High Life – Verso il buco nero della coscienza
Lo scorso mese di aprile è stata diffusa la prima “foto” ufficiale di un buco nero grazie al lavoro del progetto internazionale Event Horizon Telescope. Pur trattandosi in realtà di una ricostruzione elaborata da un supercomputer, questa prima prova visiva è bastata ad accendere la fantasia dei cinefili, che hanno subito provato a tracciare curiosi paragoni con i buchi neri rappresentati nei film di fantascienza per vedere quanto l’immaginazione del cinema si è avvicinata alla realtà. Il più recente (e incredibilmente somigliante) è sicuramente quello di High Life (2018), l’ultimo film dell’apprezzata regista indie francese Claire Denis. La storia è infatti interamente ambientata all’interno di una nave spaziale diretta verso un buco nero da cui si spera di estrarre un’energia alternativa per salvare l’umanità. L’equipaggio è formato da un gruppo di criminali condannati a morte o all’ergastolo che hanno accettato di partecipare alla spedizione in cambio di un’improbabile promessa di libertà, e nel prologo incontriamo quelli che apparentemente sono gli ultimi due sopravvissuti del viaggio, Monte (Robert Pattinson) e la sua neonata figlia Willow, di cui seguiamo la routine giornaliera mentre l’astronave si avvicina inesorabilmente alla destinazione. Attraverso una serie di flashback si ripercorrono poi i tragici eventi che hanno portato alla morte del resto dell’equipaggio e alla nascita della piccola.
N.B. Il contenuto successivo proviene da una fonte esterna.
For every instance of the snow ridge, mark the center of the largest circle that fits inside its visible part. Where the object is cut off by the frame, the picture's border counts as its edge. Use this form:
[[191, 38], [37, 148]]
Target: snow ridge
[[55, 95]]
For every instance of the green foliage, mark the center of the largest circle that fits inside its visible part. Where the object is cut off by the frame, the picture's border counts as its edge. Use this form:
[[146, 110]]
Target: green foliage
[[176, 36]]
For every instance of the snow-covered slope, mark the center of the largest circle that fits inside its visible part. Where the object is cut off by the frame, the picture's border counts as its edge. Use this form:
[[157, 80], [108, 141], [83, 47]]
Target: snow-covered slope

Con un budget di soli 8 milioni di dollari, Claire Denis dirige il suo primo film in lingua inglese realizzando un progetto che aveva in cantiere da ben 14 anni. La regista mette in scena un autentico kammerspiel nello spazio, inserendosi a pieno titolo nel solco della fantascienza più riflessiva e filosofica (i “soliti” Kubrick e Tarkovsky, ma anche Alex Garland), in cui lo stile algido del Nolan di Interstellar incontra gli incubi psicosessuali di Alien. Il passo lento e meditativo, interrotto solo da improvvisi squarci di violenza, si combina con una colonna sonora ipnotica e con un design interno della navicella all’insegna di un retrofuturismo freddo e asettico, tra rudimentali ventilatori e corridoi immersi in spettrali luci blu e rosse (l’unica memoria della Terra è una serra, una piccola oasi verde di piante e fiori). Emozioni e sentimenti sono solo un lontano ricordo: ogni gesto è meccanico, ogni pulsione puramente biologica. Reietti sulla Terra in quanto pericolosi criminali, i membri dell’equipaggio diventano paradossalmente gli ultimi rappresentanti di un’umanità che li ha condannati all’oblio in una missione suicida, vere e proprie cavie da laboratorio recluse in una prigione da cui non esiste possibilità di fuga. A peggiorare la situazione ci pensa la mefistofelica dottoressa Dibs (Juliette Binoche), impegnata in esperimenti di natura sessuale sull’equipaggio e ossessionata dall’idea di creare un bambino tramite l’inseminazione artificiale. Ed è così che questa agghiacciante e ambigua odissea nello spazio diventa un viaggio metaforico nei più oscuri recessi dell’animo umano, regalando immagini scioccanti che saranno difficili da cancellare dalla memoria. Come spesso accade nei film di Denis sotto la lente d’ingrandimento ci sono i rapporti famigliari, in questo caso quello padre-figlia, che forse rappresenta l’ultima speranza di sopravvivenza nonostante il prezzo da pagare potrebbe rivelarsi molto salato.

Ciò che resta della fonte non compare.